The Castlereagh is operated in partnership with celebrity chef Colin Fassnidge.

==History and milestones==
The City Tattersalls Club building at 202–204 Pitt Street was occupied from 1891. Built at a small cost by today's standards, the building was described as presenting a free and effective rendering of the classic Renaissance style of architecture. It was constructed of Pyrmont, New South Wales freestone, finished in rubble masonry, relieved by handsome pilasters balustrades, moulded Courses, and carved enrichments which were said to "combine to produce a striking though harmonious effect". The rearing horse figure which surmounted the building until 2007 was carved from a single block of stone measuring 200 cuft. City Tattersalls bought the building in 1975 at a fraction of its value in its centenary year. City Tattersalls' second home, premises at 240 Pitt Street with a narrow frontage was occupied until moving to the present site in 1924. The old building exists today with the club's name still discernible on the front fascia.

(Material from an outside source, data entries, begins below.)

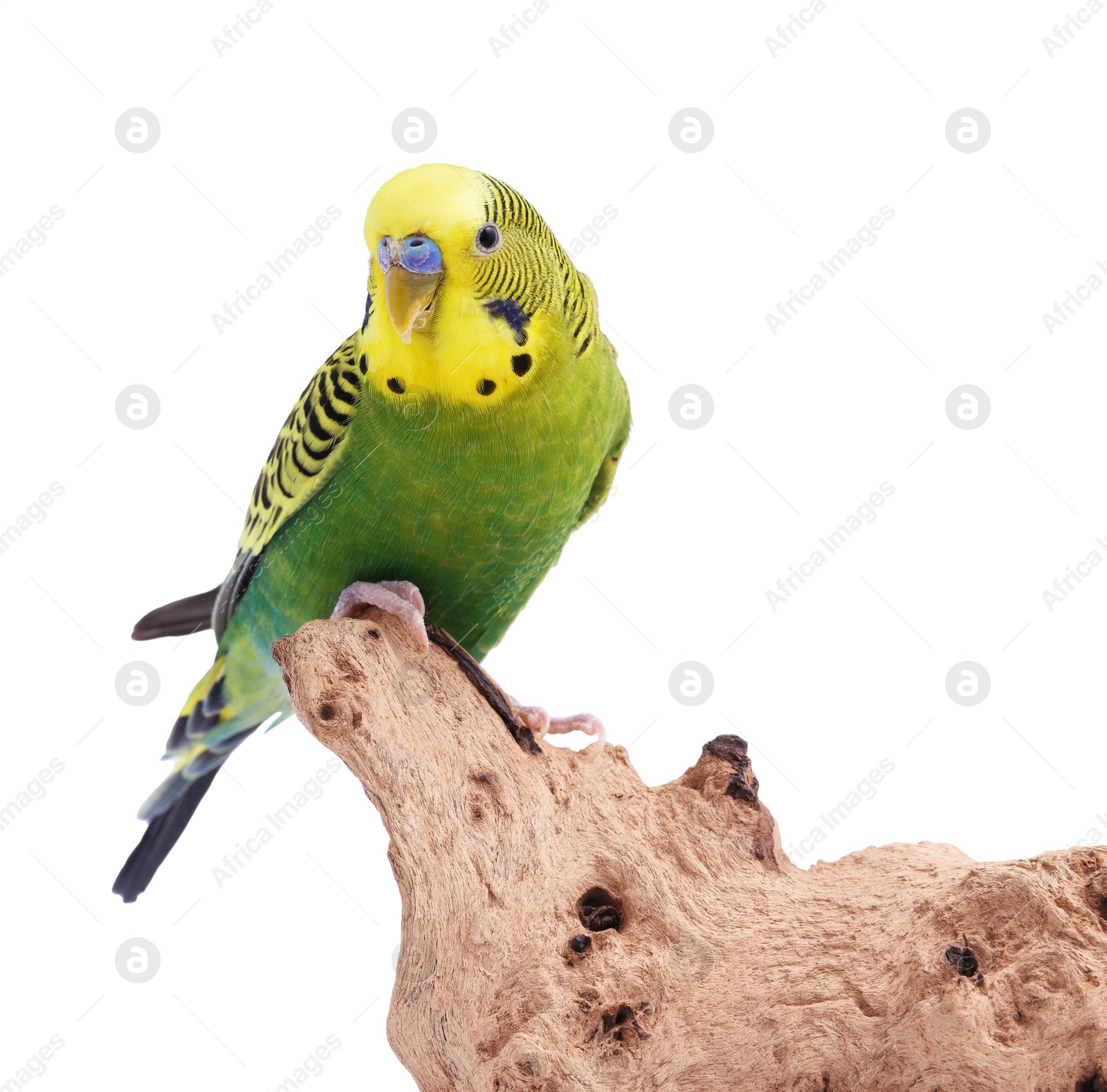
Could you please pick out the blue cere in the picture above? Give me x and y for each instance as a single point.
(417, 254)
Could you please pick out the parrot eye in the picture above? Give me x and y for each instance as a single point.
(490, 239)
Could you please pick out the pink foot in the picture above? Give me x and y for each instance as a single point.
(400, 598)
(542, 724)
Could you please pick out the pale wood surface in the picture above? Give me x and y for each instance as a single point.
(731, 968)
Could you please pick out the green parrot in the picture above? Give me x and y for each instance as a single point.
(435, 464)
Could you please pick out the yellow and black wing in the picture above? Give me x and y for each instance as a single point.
(306, 455)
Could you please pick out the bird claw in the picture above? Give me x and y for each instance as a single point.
(400, 598)
(542, 724)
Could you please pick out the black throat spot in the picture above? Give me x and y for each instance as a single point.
(513, 315)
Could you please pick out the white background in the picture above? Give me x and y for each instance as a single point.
(807, 422)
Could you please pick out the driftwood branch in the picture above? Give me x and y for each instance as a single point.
(566, 927)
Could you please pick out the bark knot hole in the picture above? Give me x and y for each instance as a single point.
(599, 909)
(961, 959)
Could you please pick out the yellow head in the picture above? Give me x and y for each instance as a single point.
(470, 293)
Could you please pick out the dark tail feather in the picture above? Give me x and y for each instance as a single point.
(162, 835)
(177, 619)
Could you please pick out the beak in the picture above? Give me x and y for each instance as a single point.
(407, 295)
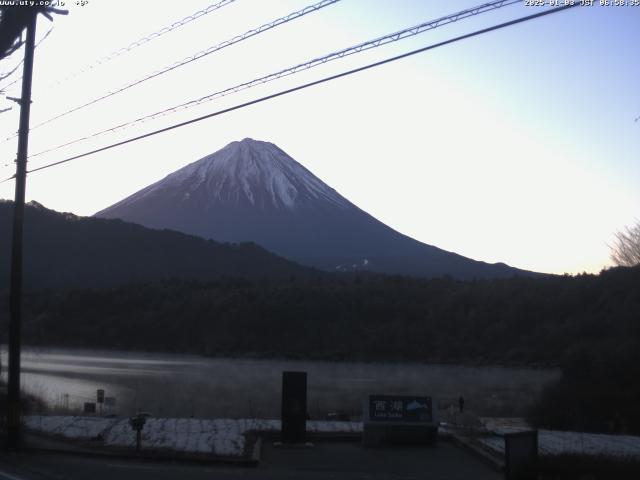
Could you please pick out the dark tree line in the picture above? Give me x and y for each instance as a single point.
(589, 325)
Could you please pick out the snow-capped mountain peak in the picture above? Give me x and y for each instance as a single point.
(249, 172)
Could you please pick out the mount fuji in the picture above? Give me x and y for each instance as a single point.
(253, 191)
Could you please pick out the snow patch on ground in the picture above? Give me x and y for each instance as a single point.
(223, 437)
(553, 442)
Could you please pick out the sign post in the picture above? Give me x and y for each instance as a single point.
(137, 424)
(399, 419)
(100, 398)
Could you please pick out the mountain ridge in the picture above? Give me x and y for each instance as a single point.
(253, 191)
(62, 250)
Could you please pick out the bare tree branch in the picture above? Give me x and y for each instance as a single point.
(625, 251)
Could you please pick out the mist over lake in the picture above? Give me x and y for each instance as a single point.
(186, 385)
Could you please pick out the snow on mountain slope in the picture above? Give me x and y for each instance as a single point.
(253, 191)
(248, 172)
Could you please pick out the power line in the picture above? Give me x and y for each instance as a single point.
(8, 74)
(263, 28)
(376, 42)
(307, 85)
(146, 39)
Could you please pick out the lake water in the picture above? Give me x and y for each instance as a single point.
(183, 385)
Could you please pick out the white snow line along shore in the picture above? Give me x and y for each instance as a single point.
(221, 437)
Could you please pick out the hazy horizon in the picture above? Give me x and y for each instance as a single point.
(518, 146)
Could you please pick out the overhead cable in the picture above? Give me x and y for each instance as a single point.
(307, 85)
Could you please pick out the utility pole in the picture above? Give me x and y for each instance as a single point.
(13, 394)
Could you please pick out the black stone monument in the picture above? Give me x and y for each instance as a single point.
(294, 407)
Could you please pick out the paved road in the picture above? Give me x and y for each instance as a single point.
(323, 461)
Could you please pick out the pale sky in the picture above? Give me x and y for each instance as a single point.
(518, 146)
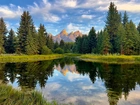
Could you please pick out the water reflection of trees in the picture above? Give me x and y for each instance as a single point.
(118, 79)
(27, 74)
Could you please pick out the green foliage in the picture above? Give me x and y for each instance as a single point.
(25, 24)
(121, 39)
(56, 44)
(85, 45)
(92, 40)
(62, 44)
(112, 23)
(49, 42)
(3, 32)
(68, 47)
(45, 50)
(31, 44)
(125, 18)
(103, 43)
(11, 42)
(10, 96)
(42, 35)
(138, 28)
(59, 50)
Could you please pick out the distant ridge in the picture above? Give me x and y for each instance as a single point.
(67, 37)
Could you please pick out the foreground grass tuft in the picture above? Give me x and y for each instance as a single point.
(118, 59)
(28, 58)
(10, 96)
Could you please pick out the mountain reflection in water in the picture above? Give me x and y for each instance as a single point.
(77, 82)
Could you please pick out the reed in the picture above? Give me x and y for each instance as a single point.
(10, 96)
(117, 59)
(28, 58)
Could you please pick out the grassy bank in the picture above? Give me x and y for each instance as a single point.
(10, 96)
(118, 59)
(28, 58)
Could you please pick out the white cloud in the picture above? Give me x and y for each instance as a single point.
(10, 11)
(131, 6)
(44, 9)
(67, 3)
(87, 16)
(71, 27)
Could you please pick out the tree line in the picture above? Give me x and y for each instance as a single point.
(28, 40)
(120, 35)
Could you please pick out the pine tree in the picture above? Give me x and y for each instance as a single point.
(99, 42)
(42, 35)
(3, 32)
(138, 28)
(50, 42)
(85, 45)
(125, 18)
(11, 42)
(103, 43)
(56, 45)
(121, 39)
(31, 43)
(112, 23)
(25, 24)
(132, 38)
(62, 44)
(92, 40)
(106, 43)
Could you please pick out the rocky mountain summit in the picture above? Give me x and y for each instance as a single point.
(67, 37)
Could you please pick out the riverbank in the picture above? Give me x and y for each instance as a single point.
(28, 58)
(10, 96)
(112, 59)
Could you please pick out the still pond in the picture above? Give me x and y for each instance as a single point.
(71, 81)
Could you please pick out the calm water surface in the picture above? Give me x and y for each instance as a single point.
(70, 81)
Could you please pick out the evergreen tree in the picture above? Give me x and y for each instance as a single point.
(99, 42)
(42, 35)
(31, 44)
(138, 28)
(121, 39)
(56, 45)
(62, 44)
(3, 32)
(112, 23)
(131, 37)
(50, 42)
(11, 42)
(103, 43)
(85, 45)
(106, 43)
(125, 18)
(92, 40)
(25, 24)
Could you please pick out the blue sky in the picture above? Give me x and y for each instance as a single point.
(71, 15)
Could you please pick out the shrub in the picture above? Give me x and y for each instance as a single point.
(59, 50)
(46, 50)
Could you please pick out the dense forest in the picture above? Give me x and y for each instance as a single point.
(120, 35)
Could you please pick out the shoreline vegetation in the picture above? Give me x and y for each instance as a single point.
(11, 96)
(111, 59)
(6, 58)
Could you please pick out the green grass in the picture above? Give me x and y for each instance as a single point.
(10, 96)
(118, 59)
(5, 58)
(28, 58)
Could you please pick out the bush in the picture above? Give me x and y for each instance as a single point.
(46, 50)
(59, 50)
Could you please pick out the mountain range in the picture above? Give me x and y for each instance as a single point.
(67, 37)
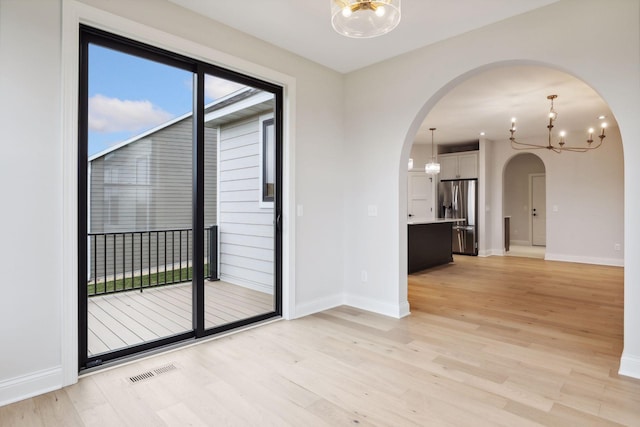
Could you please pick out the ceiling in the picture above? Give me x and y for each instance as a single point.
(304, 27)
(487, 102)
(484, 103)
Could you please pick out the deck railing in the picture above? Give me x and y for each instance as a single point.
(123, 261)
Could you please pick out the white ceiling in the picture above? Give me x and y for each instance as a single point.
(304, 27)
(488, 101)
(485, 102)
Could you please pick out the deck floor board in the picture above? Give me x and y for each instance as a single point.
(129, 318)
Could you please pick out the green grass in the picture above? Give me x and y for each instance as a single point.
(160, 278)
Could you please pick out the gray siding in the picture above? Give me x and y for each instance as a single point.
(246, 226)
(146, 185)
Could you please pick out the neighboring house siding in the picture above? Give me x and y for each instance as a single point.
(246, 228)
(146, 185)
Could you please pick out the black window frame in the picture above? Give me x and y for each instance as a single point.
(268, 193)
(90, 35)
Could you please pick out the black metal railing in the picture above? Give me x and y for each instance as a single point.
(124, 261)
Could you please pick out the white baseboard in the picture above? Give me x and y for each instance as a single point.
(318, 305)
(30, 385)
(392, 310)
(615, 262)
(629, 365)
(490, 252)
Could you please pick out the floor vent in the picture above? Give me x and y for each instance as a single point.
(152, 373)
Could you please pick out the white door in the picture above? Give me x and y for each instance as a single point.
(538, 210)
(420, 196)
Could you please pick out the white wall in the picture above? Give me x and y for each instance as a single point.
(37, 169)
(587, 189)
(608, 59)
(421, 155)
(30, 187)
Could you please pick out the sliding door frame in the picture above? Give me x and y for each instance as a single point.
(90, 35)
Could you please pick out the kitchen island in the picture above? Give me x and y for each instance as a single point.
(429, 243)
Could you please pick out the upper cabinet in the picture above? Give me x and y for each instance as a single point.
(458, 165)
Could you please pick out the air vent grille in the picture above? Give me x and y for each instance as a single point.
(152, 373)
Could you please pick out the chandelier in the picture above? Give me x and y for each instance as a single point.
(561, 145)
(432, 168)
(364, 18)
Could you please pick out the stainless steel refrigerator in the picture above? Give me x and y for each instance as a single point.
(459, 199)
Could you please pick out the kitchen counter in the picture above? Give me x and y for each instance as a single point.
(429, 243)
(436, 221)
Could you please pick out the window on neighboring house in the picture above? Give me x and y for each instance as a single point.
(112, 206)
(268, 160)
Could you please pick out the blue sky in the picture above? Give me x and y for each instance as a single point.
(129, 95)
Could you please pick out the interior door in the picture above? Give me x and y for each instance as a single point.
(420, 196)
(538, 210)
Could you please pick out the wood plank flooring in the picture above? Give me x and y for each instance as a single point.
(128, 318)
(499, 341)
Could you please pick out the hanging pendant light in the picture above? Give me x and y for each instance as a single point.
(432, 168)
(561, 145)
(364, 18)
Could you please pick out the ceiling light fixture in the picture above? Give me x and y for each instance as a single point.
(432, 168)
(561, 145)
(364, 18)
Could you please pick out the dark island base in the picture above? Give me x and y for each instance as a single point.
(429, 245)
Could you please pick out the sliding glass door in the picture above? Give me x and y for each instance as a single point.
(179, 198)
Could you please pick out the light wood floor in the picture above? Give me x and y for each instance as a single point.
(128, 318)
(499, 341)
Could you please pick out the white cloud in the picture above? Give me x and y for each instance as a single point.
(215, 87)
(116, 115)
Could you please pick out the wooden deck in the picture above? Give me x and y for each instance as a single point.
(128, 318)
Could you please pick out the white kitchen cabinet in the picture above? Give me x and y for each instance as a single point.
(458, 165)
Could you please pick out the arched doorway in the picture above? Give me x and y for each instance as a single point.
(580, 187)
(524, 206)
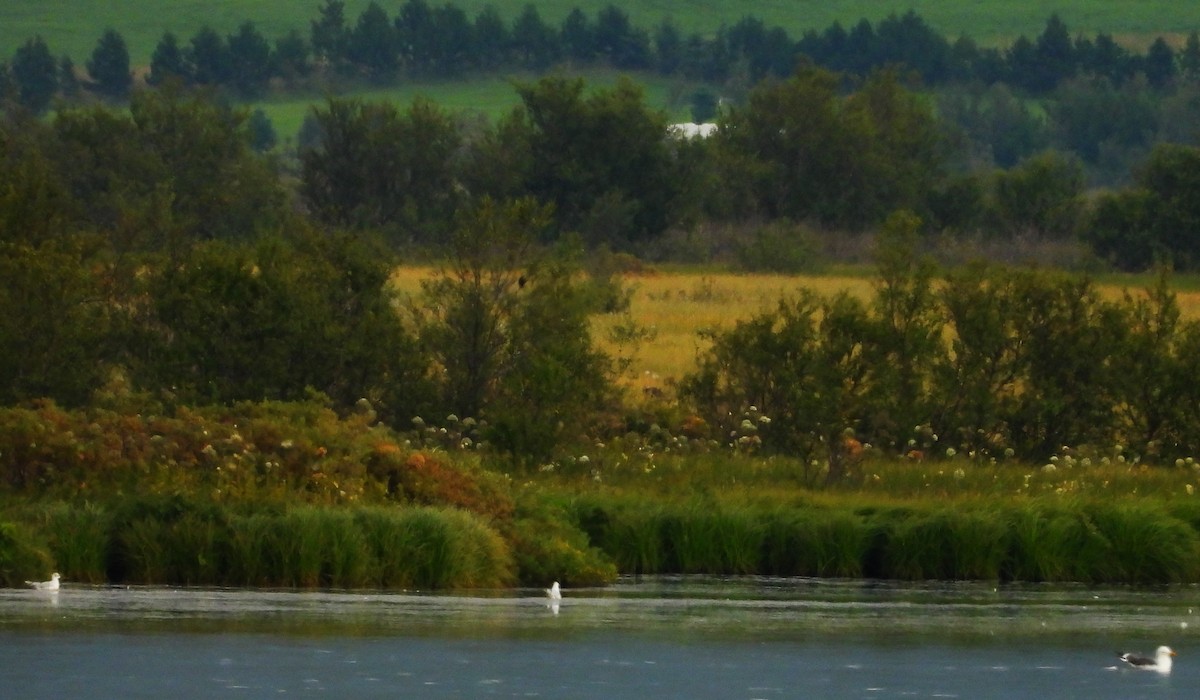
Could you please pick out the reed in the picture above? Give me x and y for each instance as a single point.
(703, 538)
(815, 542)
(1143, 544)
(177, 542)
(22, 556)
(1044, 542)
(77, 538)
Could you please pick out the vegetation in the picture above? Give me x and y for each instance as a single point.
(211, 376)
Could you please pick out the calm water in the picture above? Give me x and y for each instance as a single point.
(665, 638)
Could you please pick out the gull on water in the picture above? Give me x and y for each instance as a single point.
(1161, 662)
(52, 585)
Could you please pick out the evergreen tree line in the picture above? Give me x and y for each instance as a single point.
(149, 258)
(424, 41)
(798, 156)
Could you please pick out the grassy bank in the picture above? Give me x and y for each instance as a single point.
(181, 542)
(1041, 540)
(175, 542)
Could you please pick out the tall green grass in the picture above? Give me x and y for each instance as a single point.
(1078, 540)
(178, 542)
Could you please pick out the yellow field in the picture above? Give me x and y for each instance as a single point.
(676, 306)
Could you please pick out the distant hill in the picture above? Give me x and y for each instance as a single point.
(73, 27)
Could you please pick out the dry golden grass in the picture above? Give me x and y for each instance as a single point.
(677, 305)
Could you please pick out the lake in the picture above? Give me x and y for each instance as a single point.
(688, 638)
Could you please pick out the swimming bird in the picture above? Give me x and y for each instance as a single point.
(1161, 662)
(52, 585)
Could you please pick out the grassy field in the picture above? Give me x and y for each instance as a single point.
(491, 97)
(677, 305)
(72, 27)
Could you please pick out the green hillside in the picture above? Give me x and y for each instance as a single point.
(72, 27)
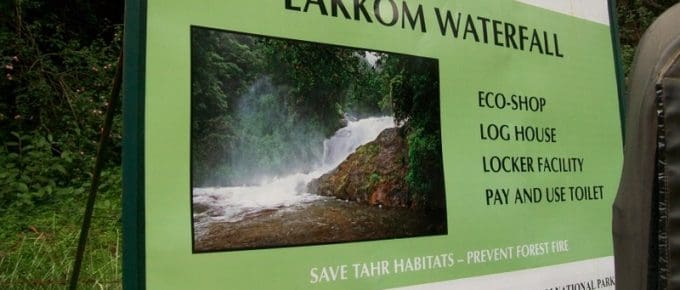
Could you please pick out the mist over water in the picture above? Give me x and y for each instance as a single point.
(235, 203)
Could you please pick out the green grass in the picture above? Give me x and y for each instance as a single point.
(38, 243)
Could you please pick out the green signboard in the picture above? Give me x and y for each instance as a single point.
(370, 144)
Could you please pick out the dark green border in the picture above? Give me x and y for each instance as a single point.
(614, 27)
(134, 70)
(134, 270)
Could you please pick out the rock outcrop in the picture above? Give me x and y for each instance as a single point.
(374, 174)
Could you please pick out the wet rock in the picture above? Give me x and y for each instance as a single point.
(375, 174)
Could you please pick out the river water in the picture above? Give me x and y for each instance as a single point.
(234, 204)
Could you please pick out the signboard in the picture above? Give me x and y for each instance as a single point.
(336, 144)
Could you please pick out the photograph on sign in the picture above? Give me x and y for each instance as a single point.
(298, 143)
(365, 145)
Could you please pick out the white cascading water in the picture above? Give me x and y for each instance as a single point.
(232, 204)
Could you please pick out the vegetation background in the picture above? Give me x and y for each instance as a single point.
(57, 59)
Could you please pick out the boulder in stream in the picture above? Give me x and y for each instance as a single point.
(374, 174)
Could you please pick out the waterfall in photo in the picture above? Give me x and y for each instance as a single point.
(231, 204)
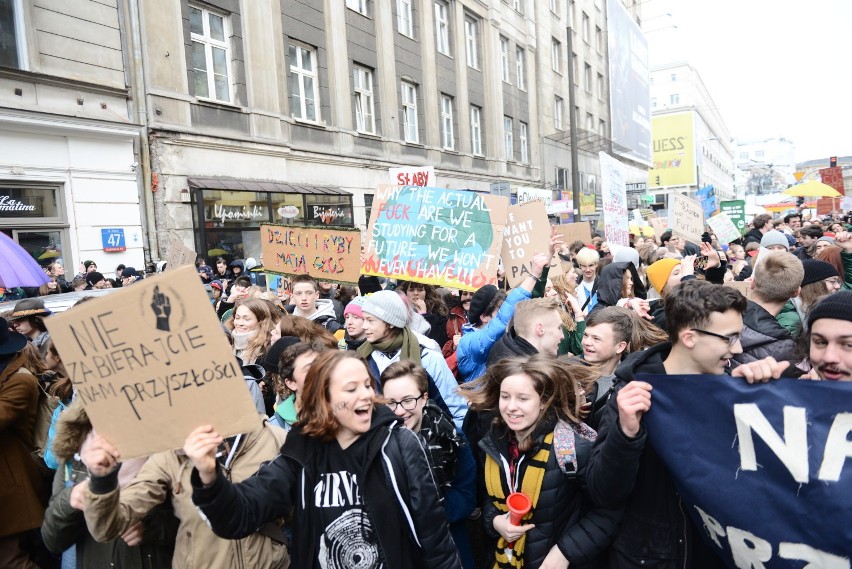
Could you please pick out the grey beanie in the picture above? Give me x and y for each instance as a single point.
(775, 237)
(387, 305)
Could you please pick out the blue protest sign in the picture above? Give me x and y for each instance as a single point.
(761, 468)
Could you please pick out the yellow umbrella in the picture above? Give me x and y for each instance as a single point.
(812, 189)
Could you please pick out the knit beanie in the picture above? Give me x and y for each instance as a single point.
(775, 238)
(659, 272)
(355, 307)
(837, 306)
(386, 305)
(817, 271)
(480, 302)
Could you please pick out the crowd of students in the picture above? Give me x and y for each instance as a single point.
(395, 418)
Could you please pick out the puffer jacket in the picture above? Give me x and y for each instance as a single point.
(65, 526)
(396, 487)
(20, 481)
(110, 512)
(564, 515)
(763, 336)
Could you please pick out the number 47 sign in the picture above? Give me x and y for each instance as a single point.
(113, 240)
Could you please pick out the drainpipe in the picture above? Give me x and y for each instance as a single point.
(137, 107)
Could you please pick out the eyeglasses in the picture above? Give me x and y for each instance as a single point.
(731, 339)
(409, 403)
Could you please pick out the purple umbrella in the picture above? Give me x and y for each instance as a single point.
(17, 267)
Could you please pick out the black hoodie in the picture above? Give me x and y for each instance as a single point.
(395, 483)
(627, 471)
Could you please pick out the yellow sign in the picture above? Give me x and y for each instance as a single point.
(674, 151)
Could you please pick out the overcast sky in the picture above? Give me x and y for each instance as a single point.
(773, 67)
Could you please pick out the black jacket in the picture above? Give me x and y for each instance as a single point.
(763, 336)
(564, 515)
(656, 531)
(396, 484)
(510, 345)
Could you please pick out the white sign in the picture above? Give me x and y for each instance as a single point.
(413, 176)
(724, 228)
(614, 201)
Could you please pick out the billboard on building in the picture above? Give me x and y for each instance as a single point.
(674, 151)
(629, 85)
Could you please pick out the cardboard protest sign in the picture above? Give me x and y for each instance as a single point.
(687, 218)
(614, 200)
(775, 460)
(150, 363)
(323, 253)
(579, 231)
(413, 176)
(449, 238)
(724, 228)
(526, 233)
(179, 255)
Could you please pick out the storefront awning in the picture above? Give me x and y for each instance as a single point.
(239, 185)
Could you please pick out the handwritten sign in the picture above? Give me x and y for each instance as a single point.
(325, 254)
(527, 232)
(724, 228)
(413, 176)
(179, 255)
(150, 364)
(614, 200)
(435, 236)
(687, 218)
(579, 231)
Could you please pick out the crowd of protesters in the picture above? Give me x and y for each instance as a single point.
(394, 418)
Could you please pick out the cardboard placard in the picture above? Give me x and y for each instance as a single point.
(526, 233)
(179, 255)
(579, 231)
(413, 176)
(323, 253)
(435, 236)
(614, 200)
(150, 363)
(687, 219)
(724, 228)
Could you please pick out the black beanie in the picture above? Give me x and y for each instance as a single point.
(479, 303)
(273, 355)
(837, 306)
(817, 270)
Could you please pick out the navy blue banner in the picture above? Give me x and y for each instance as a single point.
(765, 470)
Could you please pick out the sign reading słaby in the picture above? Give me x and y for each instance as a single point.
(150, 364)
(435, 236)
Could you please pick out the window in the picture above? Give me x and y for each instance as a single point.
(304, 86)
(12, 41)
(476, 130)
(520, 64)
(442, 27)
(409, 112)
(508, 140)
(447, 141)
(504, 59)
(404, 18)
(557, 113)
(471, 40)
(556, 55)
(210, 54)
(362, 81)
(359, 6)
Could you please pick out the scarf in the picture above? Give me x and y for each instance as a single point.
(406, 342)
(531, 486)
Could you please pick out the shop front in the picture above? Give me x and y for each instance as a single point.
(227, 214)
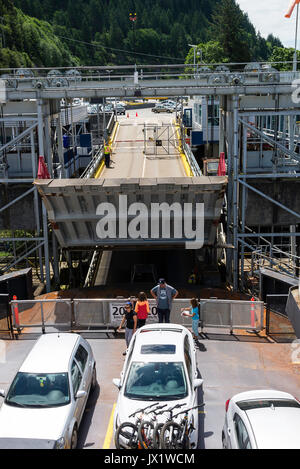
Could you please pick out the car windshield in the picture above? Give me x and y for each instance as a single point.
(39, 390)
(258, 404)
(157, 380)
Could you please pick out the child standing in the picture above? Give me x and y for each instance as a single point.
(130, 321)
(194, 314)
(142, 309)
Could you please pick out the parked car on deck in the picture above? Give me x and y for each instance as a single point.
(120, 109)
(160, 367)
(46, 400)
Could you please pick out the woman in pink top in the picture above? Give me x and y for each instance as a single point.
(142, 309)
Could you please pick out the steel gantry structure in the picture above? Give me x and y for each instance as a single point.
(249, 95)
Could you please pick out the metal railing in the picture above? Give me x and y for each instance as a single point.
(106, 314)
(278, 258)
(196, 171)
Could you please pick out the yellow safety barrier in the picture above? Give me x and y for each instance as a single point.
(110, 141)
(184, 160)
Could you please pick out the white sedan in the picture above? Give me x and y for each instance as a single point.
(44, 405)
(160, 367)
(263, 419)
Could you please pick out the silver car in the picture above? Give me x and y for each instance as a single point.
(45, 403)
(262, 419)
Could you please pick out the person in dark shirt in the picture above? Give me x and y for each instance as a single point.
(130, 319)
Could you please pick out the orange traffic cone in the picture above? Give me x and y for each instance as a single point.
(16, 313)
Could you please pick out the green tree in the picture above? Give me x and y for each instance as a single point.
(228, 28)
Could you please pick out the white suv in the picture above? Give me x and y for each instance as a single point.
(160, 367)
(46, 400)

In 1930, Amy Johnson spent six weeks touring Australia after she circumnavigated the world at public events attended by cheering crowds at the City Tattersalls Club by posing on the club's front balcony at Pitt Street.

- 1858 Tattersall's first formed
- 1891 First Tattersalls Club moved into 202–204 Pitt Street
- 1895 Opening of City Tattersalls Club
- 1903 249 Pitt Street purchased
- 1924 Move into current premises at 198–204 Pitt Street
- 1930 Amy Johnson welcomed by the club after her world flight
- 1963 Opening of membership to women
- 1971 Snooker table dedicated to Norman Squire at the World Snooker Championship 1971
- 1992 Silks Bar and Grill opened
- 1995 City Tattersalls Club Centenary year
- 2005 Major renovations to key venues including Omega Lounge
- 2012 Re-launch of website offering online new memberships and renewals using PayPal
- 2020 City Tattersalls Club celebrated its 125th anniversary
- 2022 The famous Pitt Street clubhouse was temporarily closed for a major redevelopment. It's expected to be completed in late 2026.